Хлеб с маслом на тарелке всё ещё лежал. Я взяла ломоть и откусила. Хлеб был домашний, с кисловатым запахом закваски, и масло лежало неровным слоем, чуть больше у краёв. Я жевала и смотрела на мокрые ветки за стеклом.
— Я знаю одного человека, — сказала Анна через какое-то время.— Он понимает такие вещи.
Я подняла взгляд.
— Какие вещи? — спросила я.
Анна помолчала секунду. Взяла свою кружку, подержала в руках.
— Такие, как твои.
Я хотела спросить, что это значит. Что значит «такие, как твои»? Это что, часто бывает? Есть специальные люди, которые понимают, как человек оказывается на румынском перроне из нью-йоркского аэропорта? Это клуб? Есть брошюра? Но я не спросила. Отчасти потому что слишком устала для иронии, которая требовала бы усилий. Отчасти потому что Анна сказала это без нажима, без обещания, без интонации рекламы или угрозы, так что вопросы казались лишними.
Я кивнула. Откусила ещё хлеб.
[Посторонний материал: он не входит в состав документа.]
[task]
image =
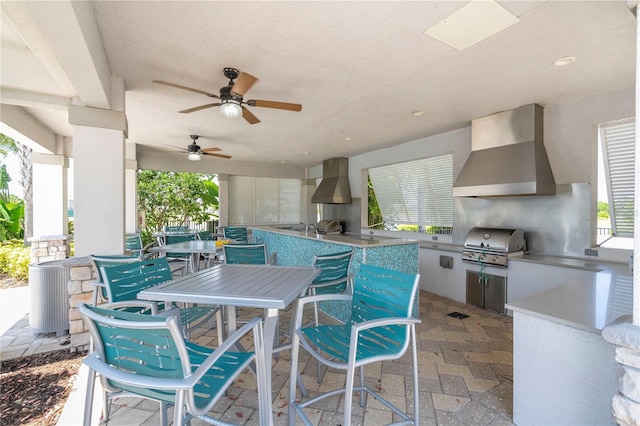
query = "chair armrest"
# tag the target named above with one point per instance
(144, 304)
(379, 322)
(301, 301)
(94, 362)
(333, 282)
(229, 344)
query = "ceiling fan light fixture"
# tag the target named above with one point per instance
(231, 109)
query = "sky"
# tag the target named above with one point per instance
(15, 188)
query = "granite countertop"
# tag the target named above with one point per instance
(564, 261)
(589, 304)
(351, 239)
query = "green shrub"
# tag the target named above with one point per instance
(15, 259)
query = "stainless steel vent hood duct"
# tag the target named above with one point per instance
(334, 188)
(507, 157)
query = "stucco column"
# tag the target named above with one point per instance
(131, 189)
(625, 331)
(99, 180)
(223, 200)
(50, 204)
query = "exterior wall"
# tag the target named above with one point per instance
(80, 288)
(49, 248)
(295, 251)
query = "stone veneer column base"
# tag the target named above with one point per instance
(50, 247)
(81, 276)
(625, 405)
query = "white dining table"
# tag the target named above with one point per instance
(269, 287)
(196, 248)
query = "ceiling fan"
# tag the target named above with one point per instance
(231, 97)
(196, 153)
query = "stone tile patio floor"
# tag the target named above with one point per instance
(465, 373)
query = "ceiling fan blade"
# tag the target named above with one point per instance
(243, 84)
(210, 149)
(202, 92)
(177, 147)
(186, 111)
(276, 105)
(226, 157)
(248, 115)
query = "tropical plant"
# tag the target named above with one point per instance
(375, 216)
(166, 197)
(15, 213)
(15, 259)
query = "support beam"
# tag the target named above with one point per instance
(18, 124)
(64, 36)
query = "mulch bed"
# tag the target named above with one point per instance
(34, 389)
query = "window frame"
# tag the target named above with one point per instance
(616, 142)
(416, 193)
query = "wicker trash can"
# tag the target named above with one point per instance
(49, 297)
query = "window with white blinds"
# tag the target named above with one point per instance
(618, 150)
(416, 192)
(262, 201)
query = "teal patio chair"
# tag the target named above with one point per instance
(236, 234)
(147, 356)
(380, 328)
(207, 236)
(248, 254)
(107, 260)
(181, 258)
(133, 245)
(177, 228)
(123, 283)
(335, 277)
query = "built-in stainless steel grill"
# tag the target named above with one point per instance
(493, 246)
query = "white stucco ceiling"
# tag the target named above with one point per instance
(358, 68)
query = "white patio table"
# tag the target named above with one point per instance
(196, 248)
(257, 286)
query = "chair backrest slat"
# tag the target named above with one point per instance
(179, 238)
(133, 243)
(125, 281)
(109, 260)
(124, 342)
(236, 234)
(334, 268)
(383, 293)
(250, 254)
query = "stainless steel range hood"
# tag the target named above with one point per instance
(334, 188)
(507, 157)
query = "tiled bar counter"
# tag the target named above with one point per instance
(297, 248)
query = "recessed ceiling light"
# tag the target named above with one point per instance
(565, 60)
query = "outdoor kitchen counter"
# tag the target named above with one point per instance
(297, 248)
(349, 239)
(564, 372)
(587, 304)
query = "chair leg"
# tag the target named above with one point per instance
(178, 409)
(220, 324)
(363, 392)
(416, 397)
(164, 421)
(295, 351)
(348, 396)
(88, 401)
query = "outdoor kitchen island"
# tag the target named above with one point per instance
(564, 372)
(297, 248)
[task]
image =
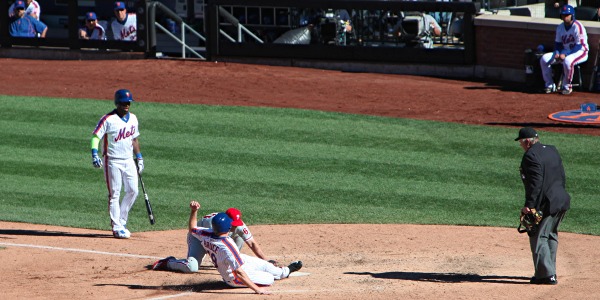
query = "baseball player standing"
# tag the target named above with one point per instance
(124, 26)
(32, 8)
(571, 48)
(236, 269)
(119, 131)
(239, 233)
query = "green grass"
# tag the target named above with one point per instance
(279, 166)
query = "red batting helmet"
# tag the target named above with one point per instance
(236, 215)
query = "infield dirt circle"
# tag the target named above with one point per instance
(382, 262)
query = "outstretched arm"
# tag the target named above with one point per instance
(193, 222)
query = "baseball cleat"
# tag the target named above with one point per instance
(161, 264)
(295, 266)
(122, 234)
(550, 89)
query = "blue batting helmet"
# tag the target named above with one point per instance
(221, 222)
(567, 10)
(123, 96)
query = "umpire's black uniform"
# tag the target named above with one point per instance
(543, 175)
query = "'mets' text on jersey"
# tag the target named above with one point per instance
(118, 134)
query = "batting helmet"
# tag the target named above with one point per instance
(567, 10)
(236, 215)
(123, 95)
(221, 222)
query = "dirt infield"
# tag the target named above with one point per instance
(389, 262)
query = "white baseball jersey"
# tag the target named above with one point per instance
(97, 33)
(126, 30)
(118, 142)
(227, 258)
(241, 231)
(575, 35)
(33, 7)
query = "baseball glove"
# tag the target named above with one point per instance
(528, 222)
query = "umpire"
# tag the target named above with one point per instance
(543, 176)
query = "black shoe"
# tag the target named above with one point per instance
(548, 280)
(295, 266)
(162, 263)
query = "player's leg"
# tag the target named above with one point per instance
(569, 67)
(260, 265)
(546, 62)
(253, 269)
(112, 174)
(130, 181)
(189, 265)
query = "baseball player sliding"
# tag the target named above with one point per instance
(239, 233)
(119, 131)
(236, 269)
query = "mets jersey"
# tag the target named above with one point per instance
(572, 39)
(33, 10)
(241, 231)
(126, 30)
(221, 250)
(118, 134)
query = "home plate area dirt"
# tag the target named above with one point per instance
(340, 261)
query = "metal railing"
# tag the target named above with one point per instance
(238, 26)
(152, 6)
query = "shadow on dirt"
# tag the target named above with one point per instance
(541, 125)
(51, 233)
(197, 287)
(446, 277)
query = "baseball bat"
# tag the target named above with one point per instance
(148, 206)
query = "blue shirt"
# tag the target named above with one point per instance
(27, 26)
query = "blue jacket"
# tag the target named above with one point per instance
(27, 26)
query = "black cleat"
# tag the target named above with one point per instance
(295, 266)
(162, 263)
(548, 280)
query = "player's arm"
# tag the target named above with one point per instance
(192, 222)
(253, 244)
(96, 161)
(243, 277)
(136, 148)
(138, 155)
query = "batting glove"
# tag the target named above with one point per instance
(140, 165)
(96, 160)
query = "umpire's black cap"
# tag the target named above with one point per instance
(526, 132)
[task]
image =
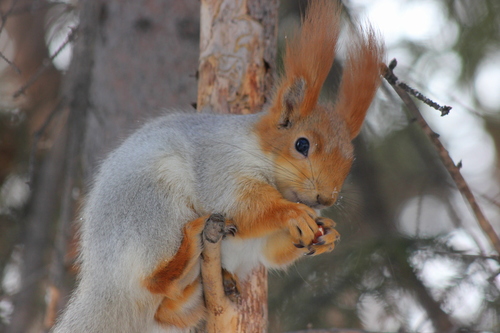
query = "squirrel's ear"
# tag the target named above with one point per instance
(290, 102)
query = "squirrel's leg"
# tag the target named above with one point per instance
(281, 251)
(261, 210)
(178, 280)
(183, 312)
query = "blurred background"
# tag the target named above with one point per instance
(412, 257)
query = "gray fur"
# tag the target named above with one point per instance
(143, 195)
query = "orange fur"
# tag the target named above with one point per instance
(360, 79)
(310, 54)
(295, 113)
(262, 210)
(274, 210)
(170, 278)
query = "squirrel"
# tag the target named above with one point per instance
(269, 173)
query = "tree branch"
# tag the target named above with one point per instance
(453, 169)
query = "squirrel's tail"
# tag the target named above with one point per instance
(360, 78)
(310, 53)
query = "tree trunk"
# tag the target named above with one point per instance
(237, 52)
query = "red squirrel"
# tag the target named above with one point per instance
(269, 173)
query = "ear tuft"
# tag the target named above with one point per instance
(292, 99)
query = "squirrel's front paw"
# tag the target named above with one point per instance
(326, 237)
(301, 224)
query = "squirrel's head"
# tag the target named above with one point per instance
(310, 143)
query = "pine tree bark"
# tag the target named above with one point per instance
(237, 55)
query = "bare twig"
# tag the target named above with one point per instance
(46, 63)
(453, 169)
(393, 80)
(36, 138)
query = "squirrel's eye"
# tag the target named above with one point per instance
(302, 146)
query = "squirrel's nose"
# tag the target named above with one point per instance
(324, 200)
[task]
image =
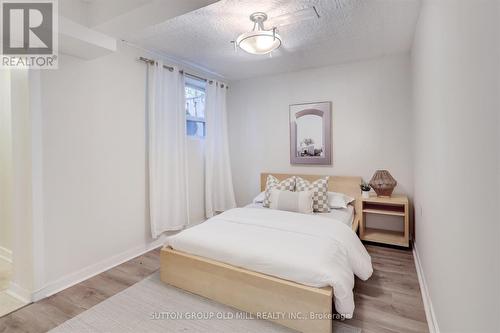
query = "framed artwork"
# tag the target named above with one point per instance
(311, 133)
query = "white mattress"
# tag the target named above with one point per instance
(344, 215)
(303, 248)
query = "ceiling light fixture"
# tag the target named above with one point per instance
(259, 40)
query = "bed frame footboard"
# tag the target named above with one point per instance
(305, 309)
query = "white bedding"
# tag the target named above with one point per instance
(303, 248)
(344, 215)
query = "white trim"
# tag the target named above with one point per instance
(37, 222)
(16, 291)
(93, 270)
(426, 297)
(5, 254)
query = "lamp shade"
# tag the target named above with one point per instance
(383, 183)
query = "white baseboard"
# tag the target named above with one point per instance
(429, 309)
(5, 254)
(95, 269)
(16, 291)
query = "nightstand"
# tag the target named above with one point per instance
(396, 205)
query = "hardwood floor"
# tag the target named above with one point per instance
(389, 302)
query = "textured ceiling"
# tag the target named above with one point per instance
(348, 30)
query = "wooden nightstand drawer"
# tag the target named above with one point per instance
(398, 206)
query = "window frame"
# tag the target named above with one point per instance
(200, 86)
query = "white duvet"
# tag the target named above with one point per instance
(307, 249)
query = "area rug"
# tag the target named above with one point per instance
(152, 306)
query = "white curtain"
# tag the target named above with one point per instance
(168, 197)
(219, 193)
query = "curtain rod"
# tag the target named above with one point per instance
(170, 68)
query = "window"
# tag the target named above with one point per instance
(195, 107)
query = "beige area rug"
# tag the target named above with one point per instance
(152, 306)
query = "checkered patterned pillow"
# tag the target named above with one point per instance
(273, 182)
(320, 192)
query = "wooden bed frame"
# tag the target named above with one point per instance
(284, 302)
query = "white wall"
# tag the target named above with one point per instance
(94, 163)
(456, 95)
(5, 167)
(371, 121)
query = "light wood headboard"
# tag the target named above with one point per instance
(343, 184)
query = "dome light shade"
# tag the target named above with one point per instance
(259, 42)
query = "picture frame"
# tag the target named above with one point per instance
(311, 133)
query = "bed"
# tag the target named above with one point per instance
(258, 260)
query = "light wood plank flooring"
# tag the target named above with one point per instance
(389, 302)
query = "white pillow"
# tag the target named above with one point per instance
(338, 200)
(299, 202)
(259, 198)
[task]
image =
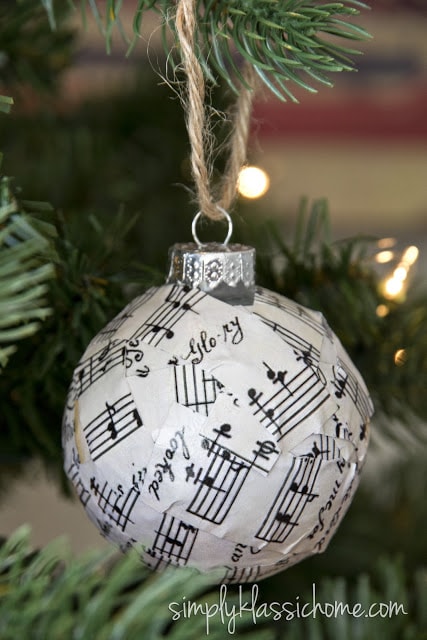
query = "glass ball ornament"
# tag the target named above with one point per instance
(216, 425)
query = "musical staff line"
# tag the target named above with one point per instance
(160, 324)
(73, 473)
(292, 403)
(292, 498)
(220, 483)
(91, 369)
(174, 541)
(346, 383)
(116, 504)
(195, 389)
(118, 421)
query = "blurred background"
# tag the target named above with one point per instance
(102, 133)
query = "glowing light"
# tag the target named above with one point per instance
(253, 182)
(400, 273)
(386, 243)
(384, 256)
(382, 310)
(400, 357)
(410, 255)
(392, 287)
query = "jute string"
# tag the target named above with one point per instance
(198, 125)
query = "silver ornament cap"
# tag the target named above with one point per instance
(225, 271)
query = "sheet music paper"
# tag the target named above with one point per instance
(216, 436)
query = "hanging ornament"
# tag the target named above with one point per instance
(215, 424)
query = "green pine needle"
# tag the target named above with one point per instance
(101, 596)
(25, 268)
(289, 43)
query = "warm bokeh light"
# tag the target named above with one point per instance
(386, 243)
(400, 357)
(393, 287)
(253, 182)
(384, 256)
(400, 273)
(410, 255)
(382, 310)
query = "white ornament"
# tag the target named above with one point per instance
(216, 436)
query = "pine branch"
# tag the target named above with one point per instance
(25, 267)
(49, 594)
(85, 294)
(291, 43)
(340, 280)
(31, 53)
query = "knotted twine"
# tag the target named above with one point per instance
(198, 126)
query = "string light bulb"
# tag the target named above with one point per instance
(253, 182)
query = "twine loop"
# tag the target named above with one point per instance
(198, 124)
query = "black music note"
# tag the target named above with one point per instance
(285, 518)
(340, 382)
(275, 376)
(305, 491)
(118, 421)
(195, 389)
(354, 389)
(73, 473)
(156, 328)
(174, 541)
(266, 448)
(255, 400)
(116, 504)
(161, 322)
(111, 427)
(292, 404)
(219, 483)
(288, 506)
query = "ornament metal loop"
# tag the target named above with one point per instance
(229, 232)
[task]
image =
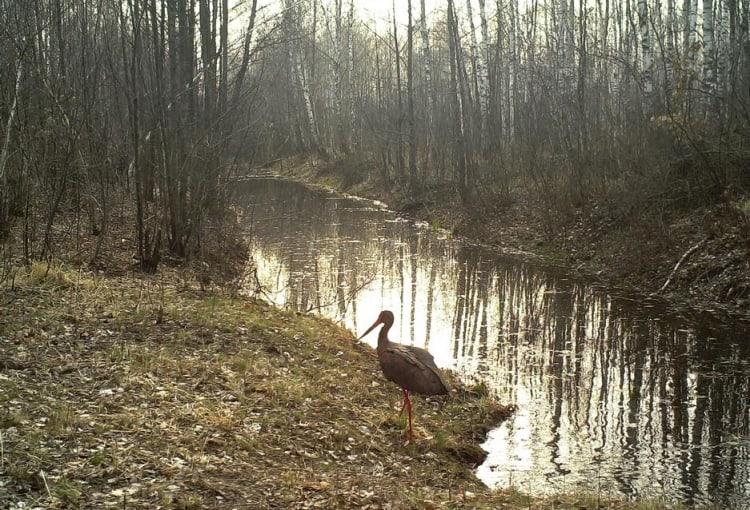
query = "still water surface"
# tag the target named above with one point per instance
(614, 395)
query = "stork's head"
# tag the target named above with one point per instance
(385, 317)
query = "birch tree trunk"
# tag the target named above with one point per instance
(4, 190)
(484, 81)
(294, 45)
(645, 25)
(709, 77)
(410, 93)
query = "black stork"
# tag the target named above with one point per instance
(412, 368)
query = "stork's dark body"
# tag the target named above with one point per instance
(410, 367)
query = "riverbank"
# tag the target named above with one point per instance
(126, 390)
(694, 260)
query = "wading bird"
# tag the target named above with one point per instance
(412, 368)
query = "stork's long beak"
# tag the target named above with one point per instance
(374, 325)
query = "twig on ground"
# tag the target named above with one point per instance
(678, 265)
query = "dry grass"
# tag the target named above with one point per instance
(219, 403)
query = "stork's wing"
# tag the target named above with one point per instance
(419, 358)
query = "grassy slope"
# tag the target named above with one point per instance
(140, 392)
(124, 390)
(635, 251)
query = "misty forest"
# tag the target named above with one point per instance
(543, 205)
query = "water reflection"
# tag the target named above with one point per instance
(612, 395)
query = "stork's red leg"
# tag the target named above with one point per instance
(408, 408)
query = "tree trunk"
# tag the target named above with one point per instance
(410, 94)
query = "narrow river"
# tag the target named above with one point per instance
(614, 395)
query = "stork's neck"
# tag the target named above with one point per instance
(383, 335)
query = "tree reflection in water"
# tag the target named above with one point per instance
(613, 395)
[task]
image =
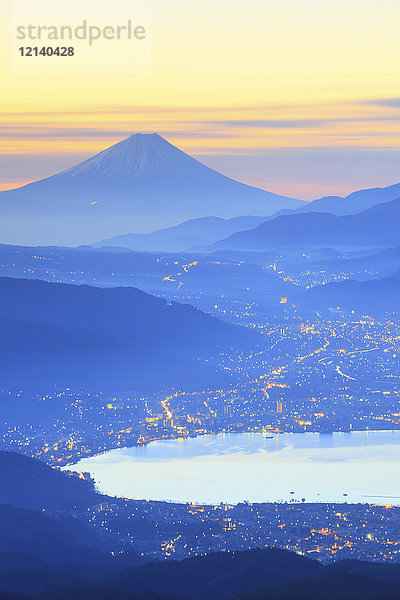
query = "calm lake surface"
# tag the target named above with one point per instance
(339, 467)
За окном по мокрой улице прошла рыжая собака, без ошейника, с видом существа, у которого есть по этому поводу собственное мнение. Остановилась, посмотрела куда-то вбок и пошла дальше. Мы смотрели ей вслед, пока та не скрылась за углом.
Анна вытащила телефон из кармана домашнего платья и без предупреждения ушла, не сразу, а постепенно, как уходит шум: сначала её голос стал тише, потом она переместилась в сторону коридора, потом скрипнула дверь в соседней комнате, и там возникло приглушённое бормотание, слов не разобрать, но интонация понятна без перевода. Кто-то там, на другом конце, брал трубку. Я осталась за столом одна. На скатерти рисунок из мелких цветков, выцветший почти до белого. В центре стоит кружка с чаем, который я уже не пила. Пар над ней давно осел. Я смотрела на свои руки, лежащие перед собой как чужое имущество. Правая ладонь. Не глубокая ссадина шла от основания указательного пальца к запястью, кожа содрана неровно, как бывает от шершавой поверхности. От бетона, должно быть. Но я не помню, когда это случилось. Не было ни вскрика, ни осознания. Просто ладонь знает что-то, чего я не знаю. Тело вело свои записи отдельно от меня. Я сидела и смотрела на ссадину и думала: значит, вот так это устроено. Где-то в той темноте моя правая ладонь нашла бетон и запомнила. А я нет.